Devastated, she ended up burying hundreds of pieces of unwanted fruit in the ground. As she repeated this process the following year, Helen devised a plan to create a platform where people searching for fruit like hers would be able to receive it for little or no cost, ultimately reducing food waste.
The simple idea swiftly became a movement, which now has more than 2000 members.
Helen says not only is Spare Harvest a waste-reducing technique, but it also encourages people to reconnect with their community and begin to once again be mindful of what they consume and where it is coming from.
“It is the power of taking stock of what you’ve got,” she says. “All this stuff we might call waste, someone else calls a resource and we are all about rehoming resources for the right person so that they are used and not wasted.

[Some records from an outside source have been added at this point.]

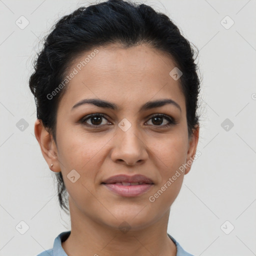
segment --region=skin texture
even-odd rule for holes
[[[166,54],[144,44],[97,48],[98,53],[66,86],[58,110],[56,142],[39,120],[35,123],[42,154],[50,166],[54,164],[52,172],[62,172],[69,194],[72,232],[62,246],[72,256],[176,256],[167,227],[170,207],[184,173],[155,202],[148,200],[193,157],[198,142],[198,126],[188,138],[180,80],[169,75],[175,64]],[[90,54],[78,58],[68,73]],[[84,104],[72,110],[85,98],[108,100],[119,108]],[[138,112],[146,102],[163,98],[174,100],[181,110],[169,104]],[[80,122],[94,113],[103,114],[106,119]],[[161,124],[152,116],[162,114],[177,124],[162,128],[168,120],[162,118]],[[126,132],[118,126],[124,118],[132,124]],[[102,128],[97,128],[98,124]],[[67,175],[74,169],[80,178],[72,183]],[[142,174],[154,185],[139,196],[121,196],[101,184],[118,174]],[[130,227],[126,233],[118,228],[124,221]]]

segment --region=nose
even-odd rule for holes
[[[136,130],[135,126],[132,126],[126,132],[118,128],[113,138],[114,146],[111,152],[113,162],[134,166],[144,162],[148,158],[142,136]]]

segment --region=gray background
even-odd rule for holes
[[[0,0],[0,256],[36,255],[70,230],[34,136],[28,80],[39,40],[64,15],[92,2]],[[143,2],[169,16],[200,50],[202,156],[185,176],[168,232],[195,255],[256,255],[256,1]],[[22,16],[29,22],[22,30],[16,24]],[[228,29],[227,16],[234,22]]]

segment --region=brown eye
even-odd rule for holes
[[[86,118],[82,118],[81,120],[81,122],[82,124],[88,124],[90,126],[100,126],[103,119],[108,121],[106,118],[104,118],[104,115],[102,114],[93,114],[86,116]],[[87,122],[88,120],[90,122],[90,124]],[[109,122],[108,122],[106,124],[102,124],[102,125],[106,124],[108,123]]]
[[[167,123],[162,125],[164,120],[167,120]],[[166,127],[176,124],[174,120],[170,116],[164,114],[154,114],[150,120],[152,120],[152,122],[154,126],[160,126],[161,127]]]

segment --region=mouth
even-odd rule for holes
[[[154,185],[152,180],[142,175],[119,175],[102,182],[108,190],[122,196],[132,197],[147,192]]]

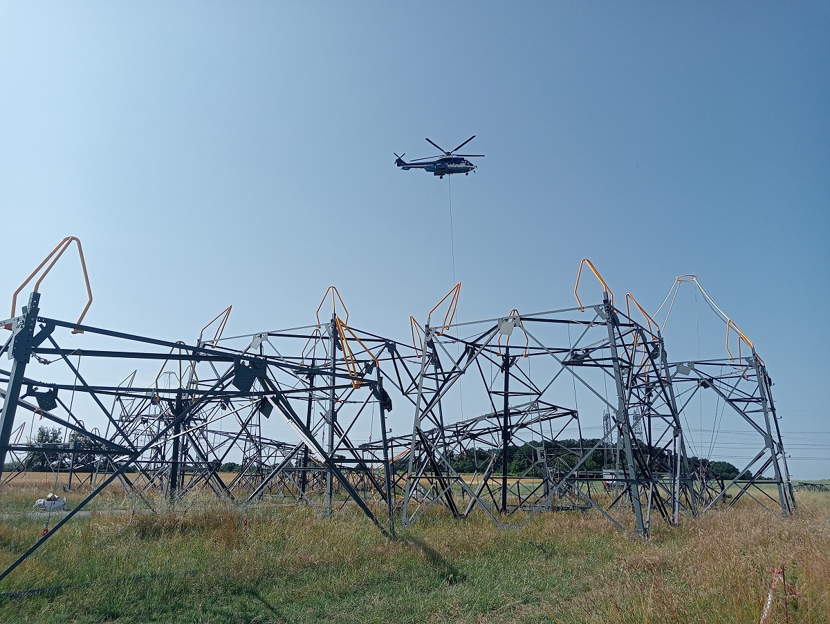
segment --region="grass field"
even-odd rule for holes
[[[24,480],[0,492],[0,565],[40,537]],[[53,483],[53,482],[52,482]],[[83,493],[69,495],[80,500]],[[791,519],[754,505],[652,523],[642,542],[597,514],[540,514],[519,531],[482,514],[437,513],[398,539],[359,512],[252,508],[247,519],[194,493],[175,511],[111,513],[113,488],[15,570],[2,622],[758,622],[785,566],[770,622],[830,622],[830,495],[799,493]],[[55,519],[52,519],[54,524]]]

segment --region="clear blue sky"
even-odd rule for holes
[[[448,188],[393,152],[471,134],[464,319],[572,305],[583,257],[651,310],[696,273],[806,441],[792,471],[830,476],[823,2],[0,2],[4,307],[74,235],[90,324],[307,324],[334,284],[405,339],[452,285]],[[45,314],[83,306],[74,262]]]

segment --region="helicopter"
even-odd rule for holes
[[[432,173],[432,175],[438,176],[439,179],[442,180],[444,178],[445,175],[451,175],[452,173],[463,173],[464,175],[470,175],[470,172],[475,171],[476,167],[467,160],[467,158],[484,158],[484,154],[456,154],[456,152],[466,145],[475,138],[476,135],[473,134],[457,148],[451,149],[448,152],[438,145],[438,144],[427,139],[427,141],[430,144],[434,145],[442,152],[440,156],[428,156],[425,158],[415,158],[414,160],[408,163],[403,159],[406,154],[402,154],[400,156],[395,154],[395,165],[400,167],[403,171],[408,171],[409,169],[423,169],[425,171],[429,171]]]

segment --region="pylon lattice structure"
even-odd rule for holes
[[[151,511],[198,487],[242,507],[265,497],[324,514],[356,505],[388,535],[396,519],[410,526],[430,513],[520,526],[539,513],[593,510],[643,538],[654,518],[676,524],[742,497],[792,513],[771,381],[754,348],[669,362],[652,317],[630,295],[625,311],[615,306],[591,269],[605,291],[595,305],[453,324],[458,285],[442,322],[412,320],[411,344],[351,327],[333,288],[325,322],[321,304],[313,324],[226,339],[228,308],[213,336],[203,338],[209,324],[192,344],[51,319],[33,292],[3,323],[12,331],[0,351],[12,361],[0,370],[0,470],[11,462],[0,484],[41,455],[89,495],[0,580],[115,481]],[[84,335],[62,345],[67,329]],[[33,374],[32,358],[63,368]],[[89,360],[135,372],[96,383],[81,374]],[[148,363],[158,373],[141,385]],[[687,455],[683,410],[704,392],[759,437],[728,482]],[[580,397],[590,406],[582,412]],[[413,415],[411,433],[388,436],[393,402],[396,415]],[[27,413],[71,439],[22,442]],[[229,459],[240,461],[232,478],[220,473]],[[769,469],[777,496],[760,487]]]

“When all of the people in my street have mandarins on their trees – and they all go ripe at once – we have the potential for waste, but people living on the coast struggle to grow fruit trees because they have sandy soil. They would love to take these mandarins off my hands. I truly believe we don’t have to reduce our waste all by ourselves; collectively we are reducing our waste footprint.”
Helen says those connected to Spare Harvest are also enjoying a newfound ability to source produce that is not available commercially. On a larger scale, the world has lost 75 per cent of its food diversity in the last century due to the reliance on large-scale agriculture. Home-grown produce brings back diversity and builds food resilience.

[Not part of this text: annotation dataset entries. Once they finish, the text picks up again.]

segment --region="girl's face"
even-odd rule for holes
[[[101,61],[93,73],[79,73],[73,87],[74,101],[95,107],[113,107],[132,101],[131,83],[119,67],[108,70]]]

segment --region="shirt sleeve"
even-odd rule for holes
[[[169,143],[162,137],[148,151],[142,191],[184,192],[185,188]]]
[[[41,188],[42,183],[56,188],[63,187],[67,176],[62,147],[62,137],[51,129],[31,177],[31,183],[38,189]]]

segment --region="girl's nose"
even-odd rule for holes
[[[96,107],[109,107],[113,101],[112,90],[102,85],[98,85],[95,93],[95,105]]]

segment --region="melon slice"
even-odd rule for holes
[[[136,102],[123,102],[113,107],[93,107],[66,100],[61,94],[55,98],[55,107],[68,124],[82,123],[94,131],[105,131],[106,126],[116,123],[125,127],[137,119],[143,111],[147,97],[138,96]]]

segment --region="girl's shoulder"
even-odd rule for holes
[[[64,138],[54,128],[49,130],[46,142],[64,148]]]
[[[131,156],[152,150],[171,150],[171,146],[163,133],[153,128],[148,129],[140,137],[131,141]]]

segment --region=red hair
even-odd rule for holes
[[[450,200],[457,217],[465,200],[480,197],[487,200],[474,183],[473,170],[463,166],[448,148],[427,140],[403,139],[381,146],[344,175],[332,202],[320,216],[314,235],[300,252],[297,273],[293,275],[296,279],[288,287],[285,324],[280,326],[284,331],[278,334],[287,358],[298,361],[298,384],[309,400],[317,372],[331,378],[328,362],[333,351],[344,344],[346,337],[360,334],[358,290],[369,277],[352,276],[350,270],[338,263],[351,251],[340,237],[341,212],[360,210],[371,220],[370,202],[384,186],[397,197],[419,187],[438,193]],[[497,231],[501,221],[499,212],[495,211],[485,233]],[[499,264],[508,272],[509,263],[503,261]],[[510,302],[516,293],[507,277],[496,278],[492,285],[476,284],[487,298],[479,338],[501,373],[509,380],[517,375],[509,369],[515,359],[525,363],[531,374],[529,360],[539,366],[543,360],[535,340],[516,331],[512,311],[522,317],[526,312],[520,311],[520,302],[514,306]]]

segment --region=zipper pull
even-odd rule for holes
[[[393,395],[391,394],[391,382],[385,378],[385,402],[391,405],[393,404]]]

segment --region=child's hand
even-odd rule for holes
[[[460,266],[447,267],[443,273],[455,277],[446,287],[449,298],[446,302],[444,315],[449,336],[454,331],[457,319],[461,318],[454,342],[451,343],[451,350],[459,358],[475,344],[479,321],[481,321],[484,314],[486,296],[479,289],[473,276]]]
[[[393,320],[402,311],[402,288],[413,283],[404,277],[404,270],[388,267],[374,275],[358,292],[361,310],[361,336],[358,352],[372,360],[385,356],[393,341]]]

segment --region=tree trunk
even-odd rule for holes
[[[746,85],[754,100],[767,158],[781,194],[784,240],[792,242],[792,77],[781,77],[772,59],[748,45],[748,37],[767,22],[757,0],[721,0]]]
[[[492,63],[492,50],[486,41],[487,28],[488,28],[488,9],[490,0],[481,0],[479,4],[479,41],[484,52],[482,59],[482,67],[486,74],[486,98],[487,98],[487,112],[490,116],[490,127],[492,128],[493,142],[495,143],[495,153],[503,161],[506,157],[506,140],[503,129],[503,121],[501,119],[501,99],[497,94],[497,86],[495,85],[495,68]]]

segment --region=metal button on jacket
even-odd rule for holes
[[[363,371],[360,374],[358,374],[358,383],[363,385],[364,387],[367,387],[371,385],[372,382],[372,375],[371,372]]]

“There are many varieties of food sitting in gardens that are no longer available commercially,” Helen says.
“We had some black sapote [a species of persimmon], which you never see in the shops in its heritage form. The fruit ripens and falls down and you have a window of just 24 hours to eat the very soft, fleshy fruit that is also known as chocolate pudding fruit. Before the days of chocolate toppings, you would mix this in with your ice cream to make it chocolate flavoured. It doesn’t travel well, so you never see it in the shops or at the markets.
“When I listed this on the marketplace, I had so many enquiries including one from a lady who was travelling in India at the time. She really wanted some black sapote, but it didn’t last long enough. I moved every single one of them on to people who were so grateful to have fruit you can’t get readily.”
Spare Harvest featured in Food Innovation Australia Limited’s third edition of Celebrating Australian Food and Agribusiness Innovations. The book showcases 50 diverse innovations from across Australia’s food and agribusiness industry, which were chosen by an expert panel of judges.
Helen says Spare Harvest is a standout because it is about harnessing technology in a way that forges face-to-face connections to nurture our human desire for interaction and socialisation.
“While their initial connection is online, the transaction is made in person, so they get to meet one another and you will see where the produce was grown and who grew it. Often our growers are using very little or no chemicals and if they choose to sell rather than give away, it is at much lower than market value,” she says.
“The power of social interaction is something that is often forgotten these days and I am pleasantly surprised to see Spare Harvest playing a role in nurturing human connections. A lady on Spare Harvest is a full-time carer for her husband in Bli Bli and she loves her garden. It’s her joy. Sadly, her husband has no interest in the garden and she spends her time out there alone. She can’t leave her home as she is a carer and can’t leave her husband, so to combat social isolation, she invites likeminded people to her home through Spare Harvest and she shares what she has from her garden.
“While it started as a way of reducing food waste, Spare Harvest has also become a way for people to connect with the outside world, improving mental health through social connection, reducing budget stress by allowing people to source produce for little or no cost and giving retirees and those on a low income another source of income if they want to sell their excess produce. All the while, it is encouraging people to eat healthy. It blows my mind that all of this has come out of it.”
Did you know that if food waste were a country, the volume of methane gas it gives off would make it the third biggest emitter of greenhouse gases after the US and China?
When questioned about why she thinks we have become such a wasteful society, Helen says it has been a very slow and insidious journey, for which there has been no real catalyst.
“It has infiltrated every part of our lives to the point where we buy products now that you simply cannot replace the batteries for, so once they run out, it is completely useless. But people are starting to wake up to this fact and even though our lives are busier than ever we are starting to live our lives more consciously.
“We need to make change, we need some space to put some thought into what our behaviours are doing not only in a physical sense, but also a mental health sense because we are disconnected with the community and our planet and how readily we are contributing to climate change and waste.”
The Spare Harvest marketplace is free for anyone to join and use. All you need is an email address and password and you are set to go. If you have something spare, simply create a listing with a description and image, and it will be saved into the marketplace. If you don’t have anything spare, search the listings by location, listing type or keywords to see what your community has spare that you could use. Share, swap or sell, the choice is yours. spareharvest.com.au
FOOD WASTE FAST FACTS
• One in five of the things we buy, we throw out.
• A third of our bins is made up of food waste.
• Australians wasted 3.3 million tonnes of food in 2014/15 – enough to fill the MCG six times over.
• Supermarkets and other retailers send 170,000 tonnes of food to landfill each year.